According to recent research, a growing number of children are now reaching their social and intellectual peak in preschool, leaving many of them unfocused, lacking ambition and poopie by the time they reach the first semester of second grade.
"It's alarming, but what we're seeing are children who are 3 or 4 years old, who have a lot of besties and the advanced block-stacking ability of a first-grader, suddenly finding themselves burnt out and unpopular by the time they're 7," says lead researcher Raymond Sloan.
"These kids, who were standouts during morning hello and snuggles, just can't seem to cut it when faced with the rigors of circle time and rhythmic clapping that awaits them in the years following first grade," Sloan added.
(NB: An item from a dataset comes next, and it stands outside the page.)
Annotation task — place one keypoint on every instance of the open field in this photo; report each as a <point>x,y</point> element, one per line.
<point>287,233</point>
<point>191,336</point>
Understandably, the new report has parents confused and angry; many were certain that their child's popularity in preschool would take them right into being smug and annoying adults.
Maybe it's time to consider having another child that could possibly fulfill your dreams.
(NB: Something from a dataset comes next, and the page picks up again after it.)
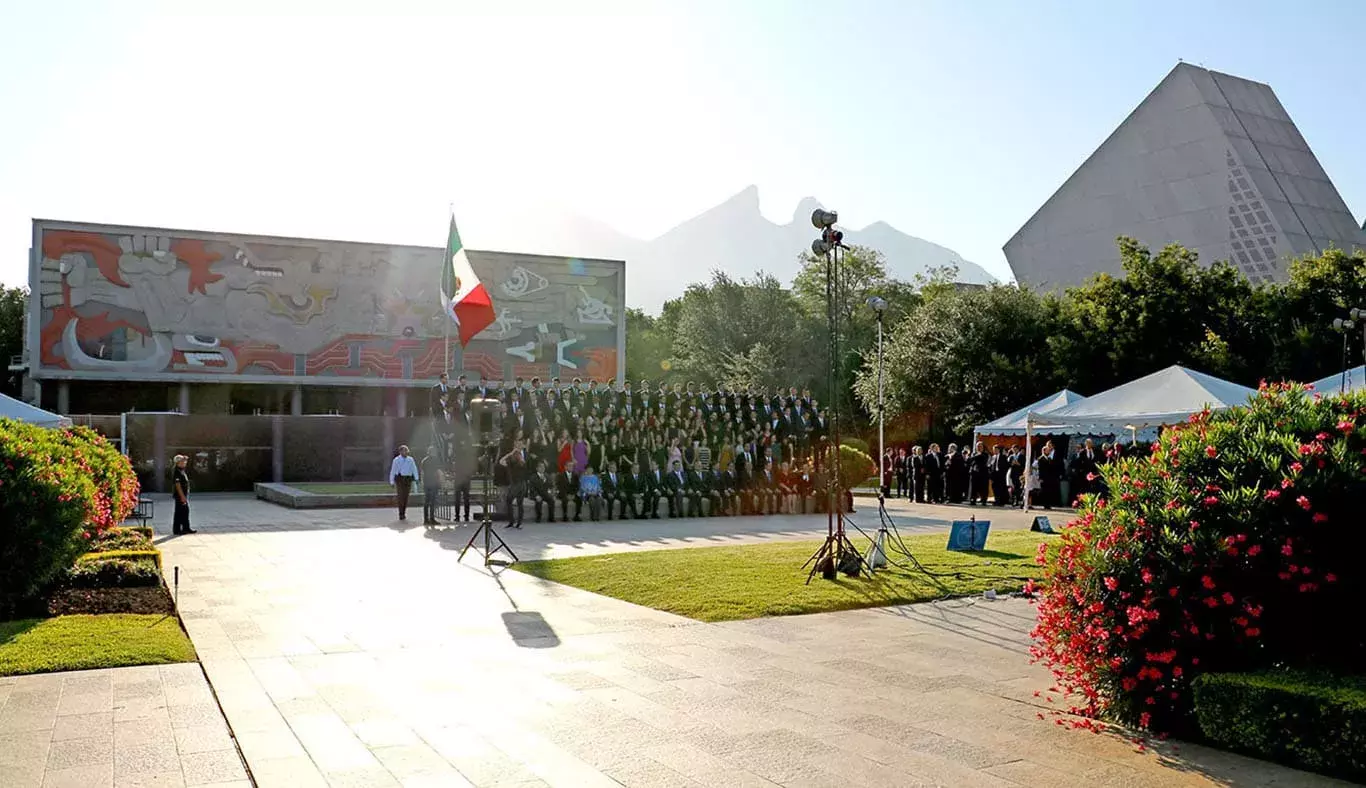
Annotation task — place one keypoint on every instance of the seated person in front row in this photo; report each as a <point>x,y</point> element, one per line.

"Everybody wanted to be Sparrow's friend. I mean everybody!" said Sandra Bobbins of her daughter's preschool term. "Now she's 6-and-a-half, and she's only been invited to 10 birthday parties this entire year. That's ONE-OH!," Bobbins shrieked.
Some parents had pinned their hopes for the future on their high-achieving preschoolers. "My daughter Elf could say 'goodnight' in Mandarin by the time she was 2," said mom Claire Morgan. "Now she's 7, and she can barely program our DVR for us. It's hard to watch her struggle, moving her lips as she punches in the numbers."
"It just breaks my heart in two," Morgan sobbed.
Psychologist Kimmy Thompson argues that the new findings might be premature. "I don't want to say that a child can be labeled a failure by the time they're in second grade," Thompson argues. "I say give them until third grade, maybe even until winter break of fourth grade. If they aren't showing signs of greatness by that time, OK maybe then it's time to consider having another child that could possibly fulfill your dreams."
On the other hand, dad Ben Founders says he won't listen to the research and has faith his 3-year-old will continue to be just plain better than all the other kids. "Orson is special. I've seen how the other toddlers are drawn to him, and how he has a unique way of spilling juice on the freshly washed carpet," gushed the first-time father. "He says wants to be a panda when he grows up, and I'll be here every step of the way to help him achieve that dream."